In his 2009 encyclical Caritas in Veritate, Pope Benedict reminds us that “grave imbalances are produced when economic action, conceived merely as an engine for wealth creation, is detached from political action, conceived as a means for pursuing justice through redistribution.” In other words, when governments don’t properly regulate markets, then those same governments can’t ensure that their citizens are adequately provided for.

Are all credit unions created equal? Of course not. Some credit unions have minimized their investment in local communities. Some may not invest according to an aggressive social screen. Some have taken on more corporate customers or increased real estate lending portfolios, both of which expose them to broader market risks. And they often aren’t as convenient when it comes to online banking or ATMs (though this is changing rapidly).

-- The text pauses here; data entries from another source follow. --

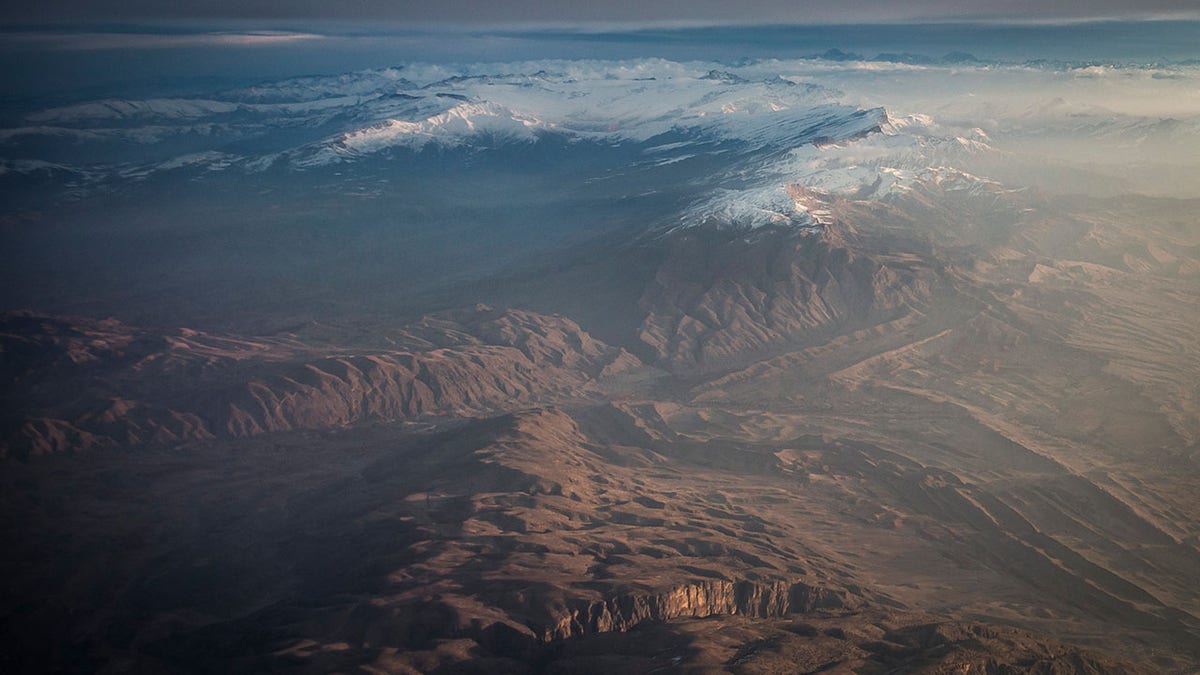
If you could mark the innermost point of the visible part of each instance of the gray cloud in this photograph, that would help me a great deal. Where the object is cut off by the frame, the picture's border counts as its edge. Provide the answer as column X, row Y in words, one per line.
column 564, row 11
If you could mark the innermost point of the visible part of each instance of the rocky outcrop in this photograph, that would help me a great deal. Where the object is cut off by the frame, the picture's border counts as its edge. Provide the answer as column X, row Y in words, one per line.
column 755, row 599
column 75, row 384
column 723, row 297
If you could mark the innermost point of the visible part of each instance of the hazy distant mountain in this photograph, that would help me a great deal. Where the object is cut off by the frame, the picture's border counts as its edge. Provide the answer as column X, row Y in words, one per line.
column 568, row 365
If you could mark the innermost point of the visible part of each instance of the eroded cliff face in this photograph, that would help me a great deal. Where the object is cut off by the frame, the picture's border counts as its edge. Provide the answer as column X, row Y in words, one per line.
column 759, row 599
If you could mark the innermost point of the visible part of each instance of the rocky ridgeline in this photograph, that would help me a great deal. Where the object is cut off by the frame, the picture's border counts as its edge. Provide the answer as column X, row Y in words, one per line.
column 767, row 599
column 79, row 384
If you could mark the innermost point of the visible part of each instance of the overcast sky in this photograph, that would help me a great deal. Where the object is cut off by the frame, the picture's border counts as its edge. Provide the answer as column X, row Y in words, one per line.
column 570, row 11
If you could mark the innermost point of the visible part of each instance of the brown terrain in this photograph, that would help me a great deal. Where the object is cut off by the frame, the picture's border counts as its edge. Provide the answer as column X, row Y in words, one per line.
column 953, row 431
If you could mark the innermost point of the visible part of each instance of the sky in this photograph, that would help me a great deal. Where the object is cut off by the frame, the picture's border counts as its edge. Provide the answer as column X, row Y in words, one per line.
column 576, row 11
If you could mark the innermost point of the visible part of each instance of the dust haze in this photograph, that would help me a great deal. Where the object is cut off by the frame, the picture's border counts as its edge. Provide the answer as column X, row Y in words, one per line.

One advantage of big banks is, well, they’re big—as in geographically spread out. If you move often it might be difficult to maintain relationships with a local bank. And if you regularly transfer money to accounts outside of your bank—and especially outside the United States—you’ll find big banks can accommodate this more smoothly.

If you consider moving your money from a big bank to a local bank, credit union, or other community development financial institution (CDFI), here are some questions to ask them: Where do you invest customers’ funds? Did you take bailout money? Do you sell your loans or hold them? What social screens do you have on your loans? How do you use your profit? What are your requirements for membership? Do you participate in “credit pools” or “shared banking” and with whom?

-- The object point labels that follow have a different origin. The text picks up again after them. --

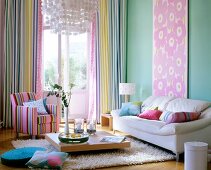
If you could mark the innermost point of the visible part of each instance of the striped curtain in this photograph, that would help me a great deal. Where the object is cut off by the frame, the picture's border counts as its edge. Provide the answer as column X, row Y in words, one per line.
column 112, row 58
column 22, row 51
column 2, row 17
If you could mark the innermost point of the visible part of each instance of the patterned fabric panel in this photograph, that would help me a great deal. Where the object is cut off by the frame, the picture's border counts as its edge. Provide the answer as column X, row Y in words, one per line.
column 46, row 128
column 26, row 120
column 52, row 109
column 19, row 98
column 46, row 118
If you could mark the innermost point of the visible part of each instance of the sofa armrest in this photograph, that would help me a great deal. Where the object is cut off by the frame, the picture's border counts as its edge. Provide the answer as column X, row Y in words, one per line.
column 115, row 113
column 26, row 120
column 52, row 109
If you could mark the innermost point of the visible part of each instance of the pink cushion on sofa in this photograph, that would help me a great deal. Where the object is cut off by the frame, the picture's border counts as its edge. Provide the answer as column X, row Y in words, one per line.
column 150, row 114
column 179, row 117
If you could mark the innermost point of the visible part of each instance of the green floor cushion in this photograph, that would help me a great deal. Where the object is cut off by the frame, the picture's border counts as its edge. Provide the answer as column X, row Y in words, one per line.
column 19, row 157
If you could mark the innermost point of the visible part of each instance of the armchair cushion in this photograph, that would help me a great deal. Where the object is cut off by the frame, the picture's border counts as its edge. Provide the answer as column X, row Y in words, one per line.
column 46, row 118
column 39, row 104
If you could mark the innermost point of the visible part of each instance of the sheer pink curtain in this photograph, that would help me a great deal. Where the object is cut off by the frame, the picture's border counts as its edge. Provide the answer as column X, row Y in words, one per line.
column 39, row 87
column 92, row 73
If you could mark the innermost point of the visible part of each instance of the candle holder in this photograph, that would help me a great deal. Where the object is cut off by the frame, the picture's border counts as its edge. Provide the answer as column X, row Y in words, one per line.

The U.S. Catholic population is currently about 77.7 million, just under 1 in 4 Americans. If every Catholic family moved its money from a big bank to a credit union—as an act of Catholic public witness—we could both stabilize our economy and evangelize for our church. There may even be a Catholic credit union near you.

I no longer have a savings passbook and my tithing isn’t through a Lenten milk carton, but my money is once again helping people. And that’s what money should be about—building strong relationships in the service and love of God. What’s your money doing?

"And the survey says..."

1. I currently do my banking with:

43% - A credit union.
17% - One of the big banks.
13% - A small community bank.
24% - Some combination of the above.
3% - Other

2. I have moved, or plan to move, my money from a big bank to a credit union. 

54% - Agree
27% - Disagree
19% - Other

Representative of “other”:
“My personal and business banking circumstances are a nightmare of entanglements. Switching would have to be well thought out and carefully planned.”
“I already have my money in a small community bank.”

3. Credit unions are fine for smaller personal accounts but not for things like home loans and retirement savings.

9% - Agree
84% - Disagree
7% - Other

Representative of “other”:
“It depends on the credit union and its community ties.”

4. I couldn’t give up the convenience of having an account with one of the big banks.

10% - Agree
83% - Disagree
7% - Other

5. I feel more confident having my money in a big bank than having it in a local credit union.

6% - Agree
89% - Disagree
5% - Other

6. Where I invest my money has nothing to do with my faith.

20% - Agree
76% - Disagree
4% - Other

7. I believe what caused the economic recession was:

33% - Lack of government regulation on big banks.
22% - Big banks’ speculative investing.
17% - Predatory lenders.
2% - Irresponsible borrowers.
26% - Other

Representative of “other”:
“A combination of all of the above.”
“Greed and a lack of morality.”

This article appeared in the February 2013 issue of  U.S. Catholic (Vol. 78, No. 2, pages 27-30).